Verse 1 states that the word of the Lord came to Zerubbabel and to Joshua by Haggai. Zerubbabel was the governor of Judah and Joshua was the high priest. The date upon which the word of the Lord came to the two leaders of Judah was on the first day of the sixth month during the second year of the reign of Darius (520 B.C.). Darius is not Darius the Median who cast Daniel into the lion’s den (Daniel 6). Darius the Median ruled over Babylon in 536 B.C., two years after the Persian Emperor Cyrus issued an order allowing the Jews to return to Jerusalem and to rebuild the temple.
The text before us is centered upon the rebuilding of the temple. If we are to hear the message that the Lord would have us hear, we need first consider why the temple was destroyed. The temple was destroyed 66 years earlier by Nebuchadnezzar, king of Babylon. The temple was an outward testimony of Israel’s covenantal relationship with God. God’s chosen people had broken the covenant time and time again. The temple had become a picture of a covenantal relationship that no longer existed. God used the destruction of the temple to reveal that Israel had severed its relationship with Him. The Lord, however, made it known through the prophet Jeremiah that land ownership would return to the heirs of Abraham, Isaac and Jacob after seventy years of captivity (Jer. 29:10). The temple, once rebuilt, would testify of Israel’s restoration to God.

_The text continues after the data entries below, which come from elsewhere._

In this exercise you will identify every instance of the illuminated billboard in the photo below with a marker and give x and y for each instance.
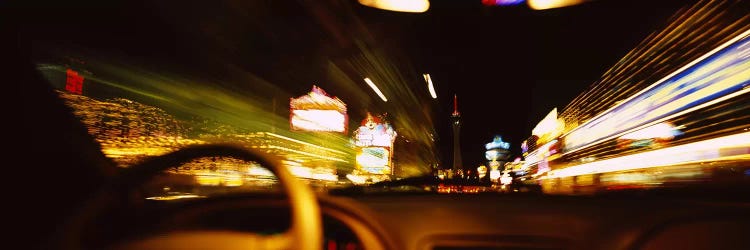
(374, 140)
(496, 143)
(550, 127)
(317, 111)
(374, 160)
(375, 133)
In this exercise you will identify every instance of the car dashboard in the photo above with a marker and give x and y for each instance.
(479, 221)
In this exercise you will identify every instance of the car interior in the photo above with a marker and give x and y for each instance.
(81, 200)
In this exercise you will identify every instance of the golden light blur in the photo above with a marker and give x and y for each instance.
(551, 4)
(416, 6)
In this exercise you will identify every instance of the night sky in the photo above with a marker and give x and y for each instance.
(509, 66)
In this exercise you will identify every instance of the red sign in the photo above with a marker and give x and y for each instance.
(74, 82)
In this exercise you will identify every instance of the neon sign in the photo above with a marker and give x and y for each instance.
(497, 143)
(317, 111)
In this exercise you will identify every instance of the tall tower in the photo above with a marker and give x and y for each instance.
(456, 123)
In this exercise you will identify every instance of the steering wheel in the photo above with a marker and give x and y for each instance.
(305, 231)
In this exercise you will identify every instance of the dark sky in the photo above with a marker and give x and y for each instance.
(509, 66)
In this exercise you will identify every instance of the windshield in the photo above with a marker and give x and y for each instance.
(448, 96)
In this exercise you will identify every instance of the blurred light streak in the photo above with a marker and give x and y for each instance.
(657, 131)
(550, 4)
(737, 145)
(416, 6)
(174, 197)
(584, 135)
(376, 89)
(430, 86)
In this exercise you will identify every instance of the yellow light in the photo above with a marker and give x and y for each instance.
(377, 90)
(174, 197)
(318, 120)
(660, 130)
(550, 4)
(416, 6)
(208, 180)
(430, 87)
(494, 174)
(712, 149)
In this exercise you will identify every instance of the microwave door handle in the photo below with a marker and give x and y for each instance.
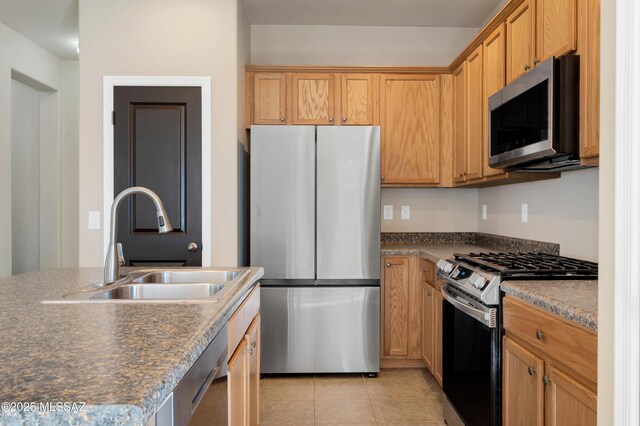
(484, 317)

Immediately following their return to Jerusalem from Babylon in 536 B.C., the people began to rebuild. The construction was met with opposition from the Syrian people who inhabited the land north of Jerusalem (see Ezra 4:1-5). The rebuilding effort was halted shortly after the foundation of the temple was completed. Haggai’s call in the text before us for Zerubbabel and Joshua to finish rebuilding the temple came after an interruption of about 16 years.

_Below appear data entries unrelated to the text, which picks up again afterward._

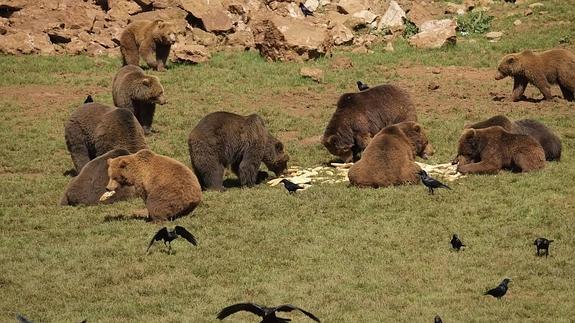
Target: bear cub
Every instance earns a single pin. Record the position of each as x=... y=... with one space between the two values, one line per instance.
x=150 y=39
x=555 y=66
x=223 y=139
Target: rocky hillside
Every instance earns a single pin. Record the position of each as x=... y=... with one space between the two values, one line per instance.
x=278 y=29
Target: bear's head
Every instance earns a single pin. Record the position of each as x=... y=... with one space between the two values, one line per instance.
x=418 y=138
x=150 y=90
x=339 y=146
x=510 y=65
x=469 y=148
x=275 y=158
x=165 y=32
x=123 y=170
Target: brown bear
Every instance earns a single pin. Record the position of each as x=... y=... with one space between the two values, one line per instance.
x=94 y=129
x=90 y=184
x=555 y=66
x=547 y=139
x=169 y=188
x=223 y=139
x=360 y=115
x=488 y=150
x=139 y=93
x=389 y=157
x=151 y=40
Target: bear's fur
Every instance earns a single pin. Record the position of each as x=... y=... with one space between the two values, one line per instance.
x=361 y=115
x=547 y=139
x=169 y=188
x=139 y=93
x=150 y=39
x=94 y=129
x=223 y=139
x=555 y=66
x=488 y=150
x=90 y=184
x=389 y=159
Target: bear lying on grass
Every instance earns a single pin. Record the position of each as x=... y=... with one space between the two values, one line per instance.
x=555 y=66
x=389 y=159
x=139 y=93
x=360 y=115
x=150 y=39
x=94 y=129
x=90 y=184
x=169 y=188
x=487 y=151
x=547 y=139
x=223 y=139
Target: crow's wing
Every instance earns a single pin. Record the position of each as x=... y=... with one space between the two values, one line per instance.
x=289 y=308
x=182 y=232
x=249 y=307
x=161 y=234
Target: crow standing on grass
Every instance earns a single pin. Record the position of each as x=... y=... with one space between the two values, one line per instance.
x=306 y=12
x=430 y=182
x=169 y=235
x=500 y=290
x=291 y=186
x=267 y=313
x=542 y=244
x=362 y=86
x=456 y=243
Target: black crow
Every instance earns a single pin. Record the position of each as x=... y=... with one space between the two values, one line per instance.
x=291 y=186
x=267 y=313
x=306 y=12
x=88 y=99
x=362 y=86
x=456 y=243
x=500 y=290
x=542 y=244
x=169 y=235
x=430 y=182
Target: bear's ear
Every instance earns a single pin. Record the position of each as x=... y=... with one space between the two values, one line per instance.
x=123 y=163
x=279 y=147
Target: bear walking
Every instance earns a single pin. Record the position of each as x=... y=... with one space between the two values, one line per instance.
x=150 y=39
x=169 y=188
x=555 y=66
x=132 y=89
x=487 y=151
x=389 y=159
x=90 y=184
x=361 y=115
x=223 y=139
x=94 y=129
x=547 y=139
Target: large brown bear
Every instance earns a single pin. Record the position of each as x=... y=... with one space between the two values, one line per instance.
x=169 y=188
x=555 y=66
x=90 y=184
x=547 y=139
x=223 y=139
x=139 y=93
x=94 y=129
x=151 y=40
x=487 y=151
x=359 y=116
x=389 y=157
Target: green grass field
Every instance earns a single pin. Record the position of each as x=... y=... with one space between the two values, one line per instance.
x=345 y=254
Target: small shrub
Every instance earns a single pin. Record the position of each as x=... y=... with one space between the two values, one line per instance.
x=474 y=22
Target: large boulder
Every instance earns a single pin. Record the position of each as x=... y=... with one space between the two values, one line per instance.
x=435 y=34
x=284 y=38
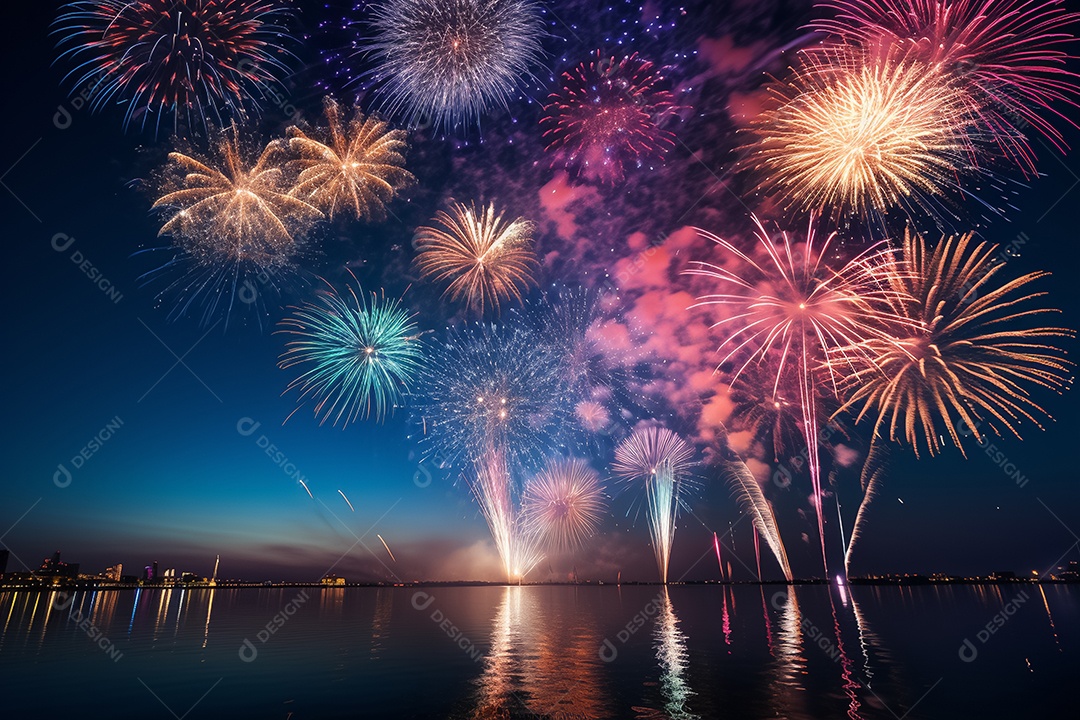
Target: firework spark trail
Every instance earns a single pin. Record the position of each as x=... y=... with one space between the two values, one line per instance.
x=719 y=560
x=448 y=62
x=661 y=460
x=230 y=219
x=873 y=473
x=564 y=503
x=1009 y=55
x=607 y=116
x=798 y=307
x=360 y=167
x=190 y=57
x=482 y=259
x=966 y=357
x=359 y=355
x=753 y=500
x=387 y=546
x=494 y=489
x=497 y=396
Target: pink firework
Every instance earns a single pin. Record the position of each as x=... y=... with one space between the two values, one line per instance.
x=608 y=116
x=1009 y=55
x=178 y=58
x=792 y=308
x=564 y=504
x=592 y=416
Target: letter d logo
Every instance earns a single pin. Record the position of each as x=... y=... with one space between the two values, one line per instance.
x=247 y=651
x=62 y=477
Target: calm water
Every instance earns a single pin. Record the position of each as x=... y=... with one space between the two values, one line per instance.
x=548 y=652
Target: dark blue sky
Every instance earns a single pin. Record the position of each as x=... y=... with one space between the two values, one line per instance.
x=178 y=484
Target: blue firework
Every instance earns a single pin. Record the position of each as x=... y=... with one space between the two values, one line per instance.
x=359 y=354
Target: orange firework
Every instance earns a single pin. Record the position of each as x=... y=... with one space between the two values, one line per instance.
x=968 y=357
x=854 y=132
x=359 y=170
x=227 y=209
x=484 y=259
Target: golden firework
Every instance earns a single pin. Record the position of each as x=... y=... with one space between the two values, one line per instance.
x=860 y=132
x=484 y=259
x=229 y=209
x=969 y=357
x=359 y=170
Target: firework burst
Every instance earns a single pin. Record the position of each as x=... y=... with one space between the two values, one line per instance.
x=564 y=503
x=496 y=386
x=662 y=461
x=607 y=116
x=185 y=58
x=359 y=170
x=496 y=399
x=480 y=257
x=448 y=62
x=1009 y=55
x=230 y=208
x=864 y=134
x=968 y=356
x=792 y=310
x=232 y=223
x=359 y=355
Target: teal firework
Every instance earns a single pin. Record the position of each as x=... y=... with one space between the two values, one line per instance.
x=358 y=353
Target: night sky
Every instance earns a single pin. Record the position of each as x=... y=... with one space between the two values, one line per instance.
x=177 y=483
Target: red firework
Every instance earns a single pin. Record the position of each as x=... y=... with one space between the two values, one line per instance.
x=187 y=58
x=1010 y=55
x=609 y=114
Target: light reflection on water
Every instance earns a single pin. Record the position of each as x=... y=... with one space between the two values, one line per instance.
x=682 y=652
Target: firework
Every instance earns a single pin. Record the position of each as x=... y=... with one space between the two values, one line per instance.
x=1009 y=55
x=608 y=114
x=359 y=355
x=753 y=500
x=235 y=230
x=497 y=397
x=496 y=386
x=963 y=364
x=448 y=62
x=792 y=309
x=661 y=460
x=387 y=546
x=969 y=356
x=856 y=133
x=480 y=257
x=359 y=168
x=230 y=209
x=564 y=503
x=185 y=58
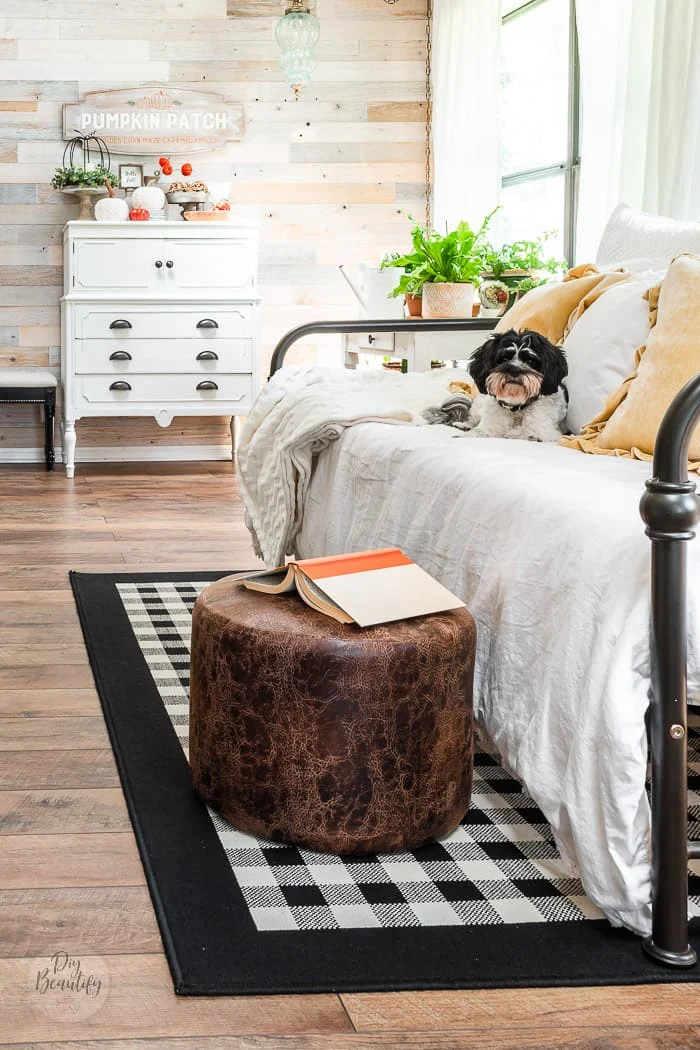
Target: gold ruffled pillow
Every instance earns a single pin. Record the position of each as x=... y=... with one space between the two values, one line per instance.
x=552 y=310
x=630 y=421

“This people say, The time is not come, the time that the Lord’s house should be built” (v. 2). These words, while spoken by Haggai, are not his; they are the words of the Lord God. They are the words of Him who is all-knowing and of Him who looks over Israel. They are the words of the God of Abraham, Isaac and Jacob.
The time most certainly was not like the time in which Solomon built the first temple. Solomon’s temple was built in a time of plenty. It was built in a time chosen by God. The Lord did not choose for the temple to be rebuilt in a time of plenty. The Lord had withheld rain (v. 11). It was by the Lord’s choice that the people should sew much but harvest little (v. 6). It was God’s intent that His house be built in a time of need. God called upon Zerubbabel and Joshua to build, in a time in which they would be dependent upon Him to provide the resources needed to complete His house.
“Is it time . . . ?” (v. 4). The Lord, with this question, directs Zerubbabel and Joshua to look upon themselves as a visitor from another land might view them. Strangers would note that Zerubbabel and Joshua lived in luxury. Their homes were ceiled (lined with wood paneling). Strangers would also note that the house of the Lord was unfinished and neglected. The question is self-answering. No time is the time in which one’s ceiled home has precedence over the house of God. The time to rebuild is now and now is not a time to let the house of God lie in waste.
“Consider your ways” is God’s instruction to Zerubbabel and Joshua in verse 5. This same instruction is directed to all the people of Judah in verse 7. The way of the people is expressed with the words, “The time is not come” (v. 2). The time had not come for the people because they had sown much and harvested little. They had labored but their labor had not produced gain. They were waiting for the Lord to provide increase such that they might build from their abundance. They thought to build as Solomon had built.
In verse 9, the Lord explains why He withheld the gain which they sought. They had placed their personal gain first and the house of the Lord second. The desire of their heart was personal increase. The Lord promises to give the desires of the heart to all who delight in Him (Ps. 37:4). The Lord withheld plenty because they were not delighting in Him. They were looking to themselves and not looking to Him. They were not doing as Abraham, Isaac and Jacob.
Abraham, Isaac and Jacob lived by faith. In verse 8, the Lord commanded Judah to go up to the mountain, bring wood, and build the temple. When believers do as the Lord commands, He responds. God takes pleasure and He is glorified. In the specific instance of rebuilding the temple, God was glorified because His people built in faith. The second temple would be a testimony produced by faith. The second temple speaks of the faith of Abraham, Isaac and Jacob.
The word of the Lord which came by Haggai is the same word which is declared in New Testament scripture: “But without faith it is impossible to please him” (Heb. 11:6). God’s message through Haggai is for all believers. When believers act upon faith, God is glorified and He gives increase.
Let us act upon that which we have received. Let us receive the abundance of His love.